“The SEC’s 3-2 vote to approve the Shareholder Proposal Rule is a slap in the face to corporate accountability. The Shareholder Proposal Rule seeks to remedy non-existent problems with draconian solutions that only further strengthen corporate executives’ already strong hand and insulate them from accountability at the expense of shareowners.
“The New York City Retirement Systems have a long and proud history of corporate engagement, which has had the effect of producing significant social benefits and enhancing long-term shareholder value, consistent with the Systems’ investment policies and objectives. Today’s announcement will only weaken shareowners’ ability to effectively engage with the companies they own.
“Since the NYCRS submitted their first shareholder proposal in 1985, urging companies doing business in apartheid South Africa to adhere to specific human rights principles, they have filed more than 1,000 shareholder proposals—almost certainly more than any other investor in the world.

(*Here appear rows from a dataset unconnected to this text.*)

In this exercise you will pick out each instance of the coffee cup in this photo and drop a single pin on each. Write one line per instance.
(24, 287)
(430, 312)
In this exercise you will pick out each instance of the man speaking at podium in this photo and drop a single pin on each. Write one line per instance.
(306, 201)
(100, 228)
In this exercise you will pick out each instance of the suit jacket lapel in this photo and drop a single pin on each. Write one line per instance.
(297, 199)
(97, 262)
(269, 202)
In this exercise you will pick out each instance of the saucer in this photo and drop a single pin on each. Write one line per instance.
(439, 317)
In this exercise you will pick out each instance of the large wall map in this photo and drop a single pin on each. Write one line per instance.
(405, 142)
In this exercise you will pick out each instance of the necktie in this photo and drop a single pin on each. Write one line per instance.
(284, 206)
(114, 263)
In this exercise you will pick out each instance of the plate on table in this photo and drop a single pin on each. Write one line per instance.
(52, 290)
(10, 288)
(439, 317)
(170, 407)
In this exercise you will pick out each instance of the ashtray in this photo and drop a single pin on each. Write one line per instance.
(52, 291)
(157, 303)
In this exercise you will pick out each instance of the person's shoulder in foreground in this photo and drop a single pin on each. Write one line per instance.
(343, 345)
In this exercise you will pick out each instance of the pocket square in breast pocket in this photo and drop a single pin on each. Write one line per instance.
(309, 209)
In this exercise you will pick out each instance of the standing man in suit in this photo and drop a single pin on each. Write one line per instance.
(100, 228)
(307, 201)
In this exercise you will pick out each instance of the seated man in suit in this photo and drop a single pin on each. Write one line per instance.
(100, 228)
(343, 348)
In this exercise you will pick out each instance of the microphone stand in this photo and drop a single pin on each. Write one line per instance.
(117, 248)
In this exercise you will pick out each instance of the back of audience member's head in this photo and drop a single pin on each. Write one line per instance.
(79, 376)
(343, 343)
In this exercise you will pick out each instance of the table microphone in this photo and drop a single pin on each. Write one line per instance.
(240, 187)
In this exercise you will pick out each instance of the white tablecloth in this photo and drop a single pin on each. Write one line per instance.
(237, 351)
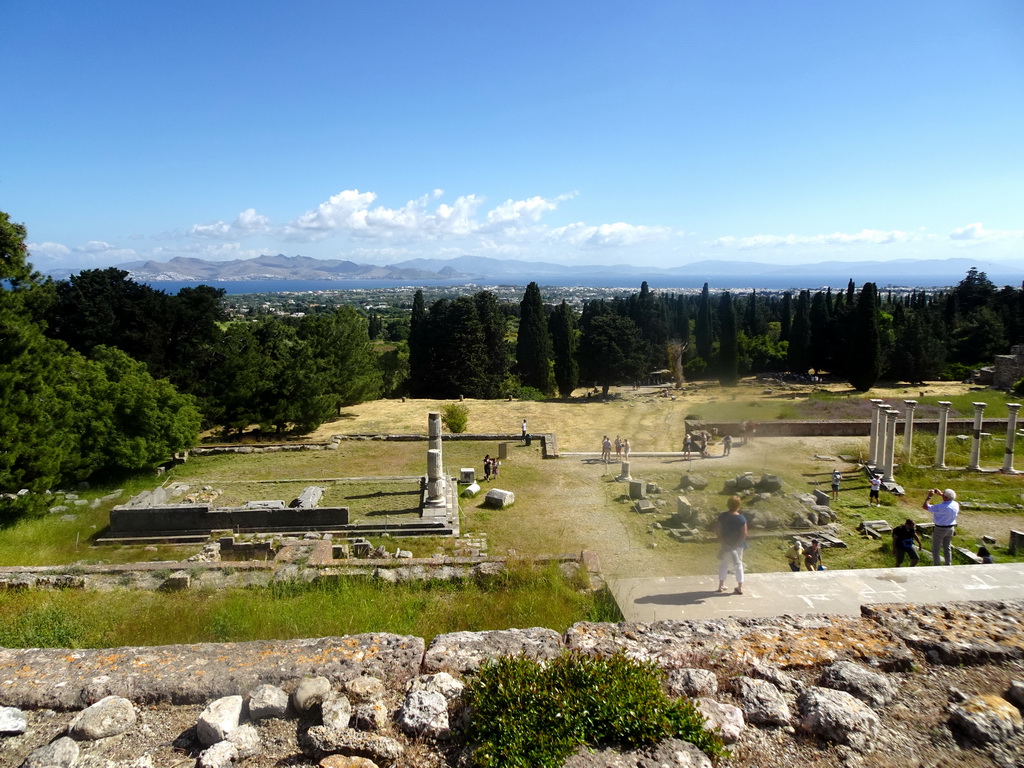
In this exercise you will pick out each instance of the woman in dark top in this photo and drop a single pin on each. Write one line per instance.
(904, 538)
(731, 530)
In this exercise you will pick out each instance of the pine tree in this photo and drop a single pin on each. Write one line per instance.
(565, 342)
(702, 330)
(532, 349)
(799, 354)
(864, 352)
(728, 351)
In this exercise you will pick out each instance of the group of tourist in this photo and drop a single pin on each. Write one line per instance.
(731, 529)
(622, 445)
(491, 467)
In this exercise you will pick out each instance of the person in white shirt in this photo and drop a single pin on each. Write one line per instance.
(944, 516)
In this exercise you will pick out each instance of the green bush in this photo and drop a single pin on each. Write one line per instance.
(524, 714)
(529, 393)
(455, 416)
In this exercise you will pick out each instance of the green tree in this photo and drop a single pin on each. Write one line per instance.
(532, 351)
(611, 350)
(865, 352)
(728, 345)
(702, 331)
(799, 354)
(565, 341)
(496, 352)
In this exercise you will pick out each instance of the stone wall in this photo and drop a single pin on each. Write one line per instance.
(167, 518)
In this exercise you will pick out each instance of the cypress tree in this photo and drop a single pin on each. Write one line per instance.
(564, 342)
(799, 355)
(865, 350)
(532, 349)
(785, 316)
(728, 352)
(702, 329)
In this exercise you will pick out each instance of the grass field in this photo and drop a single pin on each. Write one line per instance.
(562, 506)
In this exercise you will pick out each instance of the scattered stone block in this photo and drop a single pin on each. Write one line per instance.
(644, 506)
(424, 714)
(176, 582)
(12, 721)
(310, 692)
(498, 499)
(218, 720)
(987, 719)
(267, 701)
(683, 508)
(108, 717)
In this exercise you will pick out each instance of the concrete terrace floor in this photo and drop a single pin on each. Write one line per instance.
(828, 592)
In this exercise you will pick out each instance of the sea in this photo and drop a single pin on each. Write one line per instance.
(236, 288)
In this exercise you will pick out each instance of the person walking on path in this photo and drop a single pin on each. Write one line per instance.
(731, 531)
(812, 556)
(944, 516)
(904, 538)
(872, 496)
(795, 555)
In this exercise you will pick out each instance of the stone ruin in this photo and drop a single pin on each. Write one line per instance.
(157, 517)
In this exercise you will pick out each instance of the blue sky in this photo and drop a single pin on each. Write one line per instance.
(583, 132)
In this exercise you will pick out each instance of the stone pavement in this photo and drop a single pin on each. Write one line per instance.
(827, 592)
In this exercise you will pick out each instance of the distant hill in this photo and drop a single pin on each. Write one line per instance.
(721, 274)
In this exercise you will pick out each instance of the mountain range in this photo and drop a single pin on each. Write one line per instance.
(922, 272)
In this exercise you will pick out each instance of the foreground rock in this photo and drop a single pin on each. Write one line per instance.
(792, 690)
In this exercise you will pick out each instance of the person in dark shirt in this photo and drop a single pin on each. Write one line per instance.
(904, 539)
(731, 530)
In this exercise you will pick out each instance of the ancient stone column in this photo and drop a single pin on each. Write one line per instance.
(908, 429)
(1008, 462)
(890, 458)
(881, 452)
(979, 409)
(434, 430)
(940, 436)
(435, 478)
(872, 444)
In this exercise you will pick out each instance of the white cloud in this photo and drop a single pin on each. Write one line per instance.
(603, 236)
(864, 237)
(977, 231)
(54, 251)
(251, 221)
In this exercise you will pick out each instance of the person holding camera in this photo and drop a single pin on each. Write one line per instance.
(944, 516)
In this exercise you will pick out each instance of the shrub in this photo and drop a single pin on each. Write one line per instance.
(455, 416)
(523, 713)
(529, 393)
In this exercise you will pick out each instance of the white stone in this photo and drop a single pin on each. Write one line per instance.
(220, 755)
(218, 720)
(109, 717)
(12, 720)
(337, 711)
(424, 714)
(310, 692)
(267, 701)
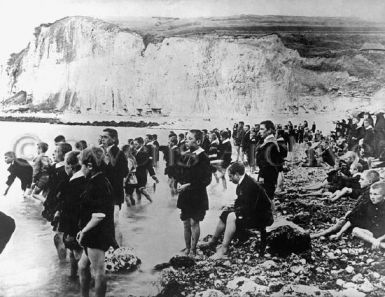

“These are mechanisms through which we and other shareowners have pushed for anti-discrimination policies, greater diversity in the C-suite and boardroom, better climate policies and improved transparency and accountability.
“The shareholder proposal is an essential tool for ensuring that companies are held accountable to the interests of investors. This tool should be enhanced, not diminished.
“The NYCRS represent the retirement security of the City’s teachers, school employees, police and firefighters, and other employees. They are the investors whose interests the SEC should be protecting, not those of corporate executives.”